After the transfer, the residual toner that has not been transferred from the photoconductive layer of the photoreceptor drum 1 is removed by the cleaning unit 6.
FIG. 2 illustrates the structure of the transfer roller 7 used in the conventional roller transfer devices. Referring to FIG. 2, the outer circumferential surface of the core shaft 8 made of a metal is covered with a conductive urethane sponge elastic layer 9. A conductive vinyl chloride film 10 is formed as an adhesive layer on the outer circumferential surface of the conductive urethane sponge elastic layer 9. A fluorine-based seamless film 11 is formed as a resistance layer on the outer circumferential surface of the vinyl chloride film 10. Lastly, the transfer roller 7 with this structure is heated to bond these layers. Since it is difficult to directly fuse the fluorine-based seamless film resistance layer 11 and the conductive urethane sponge elastic layer 9 due to good release characteristics of the fluorine-based seamless resistance layer 11, these layers 9 and 11 are bonded by bonding their opposing surfaces via the vinyl chloride film 10.

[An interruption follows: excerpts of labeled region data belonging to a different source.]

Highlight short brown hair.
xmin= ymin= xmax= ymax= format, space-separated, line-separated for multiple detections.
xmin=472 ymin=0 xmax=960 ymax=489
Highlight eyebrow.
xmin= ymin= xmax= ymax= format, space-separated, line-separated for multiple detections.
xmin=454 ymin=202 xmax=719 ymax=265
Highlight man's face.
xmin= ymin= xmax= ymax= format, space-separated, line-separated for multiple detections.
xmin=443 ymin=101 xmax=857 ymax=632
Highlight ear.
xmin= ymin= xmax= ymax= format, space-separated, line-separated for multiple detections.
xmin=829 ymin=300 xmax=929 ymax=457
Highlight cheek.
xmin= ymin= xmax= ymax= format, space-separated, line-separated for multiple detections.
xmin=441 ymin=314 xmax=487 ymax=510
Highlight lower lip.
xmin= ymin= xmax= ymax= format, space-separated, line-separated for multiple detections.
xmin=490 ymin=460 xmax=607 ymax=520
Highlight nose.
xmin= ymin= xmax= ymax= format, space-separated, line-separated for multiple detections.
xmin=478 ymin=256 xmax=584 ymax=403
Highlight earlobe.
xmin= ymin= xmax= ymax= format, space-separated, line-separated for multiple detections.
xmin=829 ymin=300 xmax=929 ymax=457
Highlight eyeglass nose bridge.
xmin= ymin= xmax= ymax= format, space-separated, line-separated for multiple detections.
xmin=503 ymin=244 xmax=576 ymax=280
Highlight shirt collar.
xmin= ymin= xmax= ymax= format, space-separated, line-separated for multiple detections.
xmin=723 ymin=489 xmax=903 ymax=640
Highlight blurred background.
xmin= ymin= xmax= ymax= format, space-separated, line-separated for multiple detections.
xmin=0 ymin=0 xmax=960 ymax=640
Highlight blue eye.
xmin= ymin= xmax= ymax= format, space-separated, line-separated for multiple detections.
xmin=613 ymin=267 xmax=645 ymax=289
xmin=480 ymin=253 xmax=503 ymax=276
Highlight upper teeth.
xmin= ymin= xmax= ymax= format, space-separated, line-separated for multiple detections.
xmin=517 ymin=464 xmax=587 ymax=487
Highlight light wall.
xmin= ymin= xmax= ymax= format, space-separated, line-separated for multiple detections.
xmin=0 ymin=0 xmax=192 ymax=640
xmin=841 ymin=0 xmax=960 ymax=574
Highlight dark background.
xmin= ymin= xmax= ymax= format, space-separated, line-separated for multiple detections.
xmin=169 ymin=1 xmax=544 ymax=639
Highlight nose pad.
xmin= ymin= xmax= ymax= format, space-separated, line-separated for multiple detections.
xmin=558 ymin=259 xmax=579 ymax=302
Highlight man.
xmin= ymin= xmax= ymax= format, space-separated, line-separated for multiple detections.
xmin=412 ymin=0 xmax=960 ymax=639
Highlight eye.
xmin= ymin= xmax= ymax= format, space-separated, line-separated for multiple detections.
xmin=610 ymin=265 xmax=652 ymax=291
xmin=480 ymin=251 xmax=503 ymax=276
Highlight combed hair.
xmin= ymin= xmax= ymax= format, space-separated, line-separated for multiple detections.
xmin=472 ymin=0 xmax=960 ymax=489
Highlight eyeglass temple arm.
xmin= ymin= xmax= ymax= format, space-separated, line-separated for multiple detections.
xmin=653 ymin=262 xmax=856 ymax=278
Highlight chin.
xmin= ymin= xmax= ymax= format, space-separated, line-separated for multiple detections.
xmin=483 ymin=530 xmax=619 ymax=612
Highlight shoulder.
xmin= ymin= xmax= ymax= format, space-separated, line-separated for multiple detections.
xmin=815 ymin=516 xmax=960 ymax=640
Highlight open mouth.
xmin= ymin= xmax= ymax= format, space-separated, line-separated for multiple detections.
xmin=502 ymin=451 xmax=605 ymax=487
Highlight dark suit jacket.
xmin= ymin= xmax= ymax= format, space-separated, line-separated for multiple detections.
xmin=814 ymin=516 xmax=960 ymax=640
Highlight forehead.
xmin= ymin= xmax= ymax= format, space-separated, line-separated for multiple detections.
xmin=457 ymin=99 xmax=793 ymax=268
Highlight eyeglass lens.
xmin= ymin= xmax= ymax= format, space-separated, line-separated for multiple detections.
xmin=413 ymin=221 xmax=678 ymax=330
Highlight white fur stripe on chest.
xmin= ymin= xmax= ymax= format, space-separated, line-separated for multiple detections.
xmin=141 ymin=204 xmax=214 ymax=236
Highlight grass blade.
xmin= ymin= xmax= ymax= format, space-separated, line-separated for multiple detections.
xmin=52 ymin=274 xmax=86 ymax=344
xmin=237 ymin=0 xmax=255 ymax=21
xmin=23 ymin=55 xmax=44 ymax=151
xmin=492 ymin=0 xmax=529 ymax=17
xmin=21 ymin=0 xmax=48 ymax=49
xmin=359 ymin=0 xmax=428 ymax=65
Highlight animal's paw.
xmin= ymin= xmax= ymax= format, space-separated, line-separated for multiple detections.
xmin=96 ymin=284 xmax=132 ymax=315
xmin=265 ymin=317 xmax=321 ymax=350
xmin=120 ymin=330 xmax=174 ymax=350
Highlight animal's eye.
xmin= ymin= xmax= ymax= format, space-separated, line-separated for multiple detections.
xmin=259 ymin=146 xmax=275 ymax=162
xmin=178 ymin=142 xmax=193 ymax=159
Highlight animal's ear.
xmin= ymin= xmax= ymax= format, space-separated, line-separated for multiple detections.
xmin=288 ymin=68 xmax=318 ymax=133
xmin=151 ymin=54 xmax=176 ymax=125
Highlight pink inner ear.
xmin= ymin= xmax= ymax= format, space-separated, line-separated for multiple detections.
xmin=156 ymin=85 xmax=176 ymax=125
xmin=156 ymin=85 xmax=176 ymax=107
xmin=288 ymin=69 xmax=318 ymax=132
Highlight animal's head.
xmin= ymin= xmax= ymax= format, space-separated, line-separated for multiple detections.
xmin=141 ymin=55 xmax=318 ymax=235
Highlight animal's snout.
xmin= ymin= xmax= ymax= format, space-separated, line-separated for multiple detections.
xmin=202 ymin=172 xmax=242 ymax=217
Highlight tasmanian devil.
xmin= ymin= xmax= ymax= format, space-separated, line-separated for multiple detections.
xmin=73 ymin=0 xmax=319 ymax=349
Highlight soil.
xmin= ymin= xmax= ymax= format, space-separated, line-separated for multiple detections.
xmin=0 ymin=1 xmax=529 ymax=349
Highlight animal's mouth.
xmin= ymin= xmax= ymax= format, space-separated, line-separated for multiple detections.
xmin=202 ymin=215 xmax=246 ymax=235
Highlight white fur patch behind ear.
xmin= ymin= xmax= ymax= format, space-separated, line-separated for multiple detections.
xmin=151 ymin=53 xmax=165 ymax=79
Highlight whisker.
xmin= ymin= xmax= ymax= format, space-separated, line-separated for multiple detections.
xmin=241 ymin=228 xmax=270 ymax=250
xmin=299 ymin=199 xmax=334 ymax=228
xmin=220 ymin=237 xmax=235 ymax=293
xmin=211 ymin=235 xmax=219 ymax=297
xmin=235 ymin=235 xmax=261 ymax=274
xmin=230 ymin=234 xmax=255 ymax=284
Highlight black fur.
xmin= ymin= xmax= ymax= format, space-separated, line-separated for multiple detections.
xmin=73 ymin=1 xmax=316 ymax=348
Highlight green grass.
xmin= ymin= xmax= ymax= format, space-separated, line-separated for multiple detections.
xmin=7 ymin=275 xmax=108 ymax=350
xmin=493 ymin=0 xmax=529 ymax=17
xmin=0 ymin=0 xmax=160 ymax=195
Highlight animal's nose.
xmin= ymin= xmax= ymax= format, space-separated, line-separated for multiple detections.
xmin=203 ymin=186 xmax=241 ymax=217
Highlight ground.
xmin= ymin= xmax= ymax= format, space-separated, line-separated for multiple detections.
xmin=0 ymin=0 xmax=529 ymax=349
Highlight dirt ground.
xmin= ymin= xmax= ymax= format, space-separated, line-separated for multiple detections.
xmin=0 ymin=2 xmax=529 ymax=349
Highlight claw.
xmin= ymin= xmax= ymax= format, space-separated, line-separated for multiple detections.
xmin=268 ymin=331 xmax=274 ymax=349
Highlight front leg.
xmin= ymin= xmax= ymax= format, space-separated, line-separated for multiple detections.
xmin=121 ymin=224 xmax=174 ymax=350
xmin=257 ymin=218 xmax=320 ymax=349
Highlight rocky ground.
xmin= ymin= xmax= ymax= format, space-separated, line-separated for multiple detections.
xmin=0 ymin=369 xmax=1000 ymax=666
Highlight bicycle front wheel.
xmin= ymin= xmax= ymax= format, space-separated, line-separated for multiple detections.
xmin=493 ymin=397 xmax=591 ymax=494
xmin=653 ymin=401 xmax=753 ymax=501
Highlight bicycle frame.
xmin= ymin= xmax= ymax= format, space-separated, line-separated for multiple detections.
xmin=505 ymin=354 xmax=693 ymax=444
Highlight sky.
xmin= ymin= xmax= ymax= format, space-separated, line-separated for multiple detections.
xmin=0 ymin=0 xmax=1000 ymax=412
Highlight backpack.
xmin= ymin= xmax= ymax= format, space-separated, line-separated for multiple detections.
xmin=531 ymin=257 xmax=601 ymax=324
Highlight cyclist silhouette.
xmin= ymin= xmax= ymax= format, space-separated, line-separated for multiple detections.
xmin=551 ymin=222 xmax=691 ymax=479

The function of the conductive urethane sponge elastic layer 9 is to make the transfer roller 7 elastically contact with the outer circumferential surface of the photoreceptor drum 1. The fluorine-based seamless film 11 allows the surface of the transfer roller 7 to reliably feed recording paper, and suppresses wear of the transfer roller 7. Also, the layers 9, 10, and 11 are given conductivity in order to enable voltage application to the transfer roller 7.
In the above structure, the higher the adhesion temperature the higher the adhesive strength with which the fluorine-based seamless film resistance layer 11, the adhesive layer 10, and the conductive urethane sponge elastic layer 9 are bonded. The fluorine-based seamless film resistance layer 11 shows no large deformation even when heated to temperatures near the softening point only for a short time. On the other hand, the conductive urethane sponge elastic layer 9 is a very soft resin compared to the fluorine-based seamless film resistance layer 11. Accordingly, when heated to the softening point or higher temperatures only for a short time the conductive urethane sponge elastic layer 9 tends to deteriorate, e.g., to bring about an unwanted deformation or to impair the desired elasticity. This deterioration decreases the transfer roller performance. From this viewpoint, it is necessary to set the adhesion temperature to a temperature lower than the heat resistant temperature of the conductive urethane sponge. Since the conductive urethane sponge 9 deforms at about 150.degree. C., the adhesion temperature of the fluorine-based seamless film resistance layer 11 and the conductive urethane sponge layer 9 is set at below about 150.degree. C. Unfortunately, the fluorine-based seamless film resistance layer 11 has very good release characteristics and hence is difficult to bond, in comparison with the conductive urethane sponge elastic layer 9. Accordingly, the conventional transfer rollers have the problem that no satisfactory adhesive strength can be attained between the fluorine-based seamless film resistance layer 11 and the adhesive layer 10 and these layers readily peel, even when heating is done at below a temperature of approximately 150.degree. C.